Will a Victron Quattro-II 48/5000/70-50 be happy with the inrush current of a 3HP table saw motor or a Hammer A331 planer with a 3kW motor?
According to this https://www.youtube.com/watch?v=4SXtGIx0x5w, a single-phase motor can draw up to 6x its rated power to start up. There is no load on these machines when they start up, so 6x the rated power seems like a lot to me. I have no idea how much current they actually draw obviously.
Is it safe to try once, to see what the inverter does? I assume it’ll shut off if it goes over its threshold?
I know the obvious solution is not to feed them through the inverter, but I am trying to figure out if it is worth doing the essential/non-essential load split thing.
It’d be nice to be able to carry on working in the workshop during load-shedding or from solar.
I had 150l Compressor with 1.5kW motor…inrush was 38A
Sold and got a high flow 100l with three motors(750W each) which was rewired to start sequentially a second apart.
My radial arm is 1.5kW and starts quite happily on my 3kVA Victron.
3HP is 2.2kW and should be fine on the Quattro
The Victron inverters (except for the new Multi-RS, which is an HF design) can do 200% of the rated power for a second, which is enough to start an induction motor, if 5 times the nominal rating of the motor does not exceed 200% of the inverter rating. Depends, is the motor loaded at startup, or free running (like a table saw).
I think the 5kVA (peak 10kW for one second) will struggle to start a 3kW motor, but you may have a chance with the 3HP (2.2kW) motor.
Also remember, the battery needs to be able to handle the surge without the voltage dropping out completely.
Edit: For completeness sake, the Multi RS can do 150% for three seconds. Which is also nice.
The issue is in the “up to 6 times” estimate people make for an induction motor. That is a worst case scenario. For my pool pump, it certainly is up there (around 4-5 times), because the pump starts under load (it is already filled with water), but for something like a table saw or a planer, where the motor is essentially spinning freely and the load only comes when you start pushing material through the machine, that estimate is going to be way over.
So I am not too surprised, and very happy that it worked out for you.
It’s more dependent on the motor design, and not necessarily intuitive like you describe… Like with your pool pump, it does not really start under load, the load is proportional to the square of the rpm, so it should be very comparable to an unloaded motor for most of the start-up time.

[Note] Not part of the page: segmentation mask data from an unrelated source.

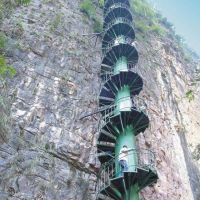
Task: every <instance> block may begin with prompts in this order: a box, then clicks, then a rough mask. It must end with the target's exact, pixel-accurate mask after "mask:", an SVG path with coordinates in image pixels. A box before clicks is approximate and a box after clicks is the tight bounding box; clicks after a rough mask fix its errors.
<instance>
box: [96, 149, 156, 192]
mask: <svg viewBox="0 0 200 200" xmlns="http://www.w3.org/2000/svg"><path fill="white" fill-rule="evenodd" d="M118 157H119V155H118V156H116V159H118ZM116 159H115V158H113V159H111V160H110V161H109V162H107V163H105V164H103V165H102V166H101V168H100V171H99V174H98V180H97V193H99V191H101V190H102V189H103V188H105V187H106V186H109V184H110V180H111V179H114V178H117V177H120V176H123V171H124V168H122V166H121V165H120V163H119V161H118V160H116ZM126 160H127V168H128V169H127V170H126V172H137V168H140V169H143V170H149V169H150V170H152V171H155V154H154V152H152V151H151V150H148V149H128V153H127V155H126ZM132 161H134V162H132ZM131 162H132V163H134V164H132V163H131Z"/></svg>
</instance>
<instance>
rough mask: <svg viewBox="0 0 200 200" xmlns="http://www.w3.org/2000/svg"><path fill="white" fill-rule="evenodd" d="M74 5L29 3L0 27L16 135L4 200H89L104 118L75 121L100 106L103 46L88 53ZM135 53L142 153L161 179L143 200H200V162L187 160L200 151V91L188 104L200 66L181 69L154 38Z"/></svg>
mask: <svg viewBox="0 0 200 200" xmlns="http://www.w3.org/2000/svg"><path fill="white" fill-rule="evenodd" d="M79 5H80V1H69V0H57V1H51V0H49V1H39V0H32V2H31V4H30V5H29V6H27V7H20V8H18V9H17V10H16V11H14V12H13V13H12V15H11V16H10V18H9V19H6V20H5V21H4V23H3V25H2V27H1V29H2V31H3V32H5V34H6V35H7V36H8V37H9V40H10V43H11V44H12V45H10V47H8V49H7V57H8V60H9V63H10V64H12V65H13V66H14V67H15V68H16V70H17V75H16V76H15V77H14V79H13V80H12V81H10V86H9V87H10V94H11V95H13V96H15V98H14V101H13V103H12V107H11V110H12V112H11V117H12V127H11V129H12V130H11V133H10V135H9V138H8V140H7V141H0V142H1V143H0V200H5V199H9V200H17V199H21V200H22V199H23V200H33V199H34V200H42V199H45V200H94V199H95V183H96V172H97V170H98V168H99V162H98V161H97V159H96V158H95V151H96V147H95V145H96V138H97V136H98V120H99V118H100V116H99V115H98V114H97V115H93V116H89V117H87V118H83V119H82V120H80V117H82V116H84V115H85V114H87V113H89V112H92V111H94V110H95V109H97V107H98V94H99V89H100V78H99V72H100V62H101V53H100V47H101V41H100V40H99V39H98V40H97V45H96V47H94V43H95V40H94V41H93V39H89V37H87V36H83V34H89V33H92V32H93V30H92V28H91V27H92V24H91V21H90V20H89V19H88V18H87V17H85V16H84V14H83V13H81V12H80V9H79ZM97 11H98V12H99V13H101V11H99V10H97ZM19 24H20V26H19ZM136 34H138V35H139V34H140V33H139V32H138V33H136ZM137 48H138V50H139V54H140V60H139V63H138V69H139V72H138V73H139V74H140V75H141V76H142V78H143V80H144V90H143V91H142V93H141V94H140V97H141V98H143V99H144V100H145V102H146V103H147V105H148V115H149V117H150V123H151V126H150V128H149V129H148V130H147V131H145V133H143V134H140V135H139V136H138V145H139V146H140V147H142V148H151V149H152V150H153V151H155V153H156V167H157V171H158V176H159V180H158V182H157V184H155V185H153V186H151V187H147V188H145V189H144V190H143V191H142V192H141V199H146V200H199V199H200V189H199V187H198V186H199V185H200V175H199V168H200V163H198V162H197V161H195V160H194V159H193V158H192V153H191V152H193V151H194V149H195V147H196V145H198V144H199V143H200V142H199V141H200V134H199V133H200V121H199V119H200V112H198V111H199V110H200V95H199V86H198V85H197V86H195V91H196V96H195V99H194V100H193V101H191V102H189V101H188V99H187V98H185V93H186V92H187V91H188V90H189V89H191V87H192V86H191V83H192V81H193V80H194V77H195V74H194V71H195V68H197V67H198V65H199V63H198V62H196V61H191V62H190V63H187V62H186V61H185V60H184V59H183V58H182V55H181V54H180V53H179V52H178V51H177V48H176V45H175V44H173V42H172V41H170V39H166V38H165V39H162V40H161V39H160V38H158V37H156V36H155V35H152V36H151V37H150V38H148V41H145V40H141V39H139V38H138V41H137ZM192 89H193V88H192Z"/></svg>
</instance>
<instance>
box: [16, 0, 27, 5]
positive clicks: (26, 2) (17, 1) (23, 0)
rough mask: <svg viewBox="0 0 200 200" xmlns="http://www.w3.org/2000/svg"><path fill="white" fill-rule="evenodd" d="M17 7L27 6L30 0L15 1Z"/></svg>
mask: <svg viewBox="0 0 200 200" xmlns="http://www.w3.org/2000/svg"><path fill="white" fill-rule="evenodd" d="M15 1H16V3H17V4H18V5H28V4H29V3H30V2H31V0H15Z"/></svg>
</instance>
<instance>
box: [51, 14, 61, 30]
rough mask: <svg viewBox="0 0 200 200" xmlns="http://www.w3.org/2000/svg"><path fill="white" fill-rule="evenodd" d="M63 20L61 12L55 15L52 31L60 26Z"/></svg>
mask: <svg viewBox="0 0 200 200" xmlns="http://www.w3.org/2000/svg"><path fill="white" fill-rule="evenodd" d="M61 20H62V14H60V13H59V14H57V15H56V16H55V18H54V20H53V21H52V22H51V23H50V30H51V31H52V32H54V31H55V30H56V29H57V28H58V26H59V25H60V23H61Z"/></svg>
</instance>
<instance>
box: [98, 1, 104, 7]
mask: <svg viewBox="0 0 200 200" xmlns="http://www.w3.org/2000/svg"><path fill="white" fill-rule="evenodd" d="M98 2H99V7H100V8H103V6H104V0H99V1H98Z"/></svg>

Of course. Also to the pressure. Also, I have a small air leak in one of the heating mats on the roof, so the pipes always drain over the course of 24 hours, and the air has to be ejected from the system when it starts up, which means it isn’t even immediately under full pressure either.
But certainly I expect a pool pump to have a higher consumption in the first second because it does pick up pressure and start doing work almost immediately, even if there is still a ramp involved.
What I absolutely agree with, is that the rule of thumb is just that… and not necessarily intuitive.
I assume you measured your pump with a scope? Then you will have seen that the current is pretty much constant for the startup cycles, it does not change as the speed changes (for >90% of the sequence). The rotor is essentially a shorted secondary of a transformer before it reaches it’s synchronous speed (with slip).
Here is an example of an 1800W lawnmower, the startup current is 42A RMS.
So you’re telling me the peak current isn’t worse if the motor starts up under load? I sort of knew that, I probably just expressed it poorly.
Yeah… I kinda did say it.
What I mean is that a motor that isn’t driving anything gets up to speed a lot faster, so this part is narrower.
Since the energy (well, the charge in this case, amps on the vertical scale) is the area covered, and this is the bit that eventually overloads the inverter (200% for 1 second), I expect an unloaded motor to be started easier than a loaded one.
On an electric lawnmower running during LS, using a non-scientific analysis without a scope, I can atest under oath that if you lift the front wheels up by pressing down on the handles when you start it, that said lawnmower starts up much easier and faster than if you were to have left it standing flat on the grass i.e. the motor starting under “load”.
I just could not resist when I saw the word “expect”.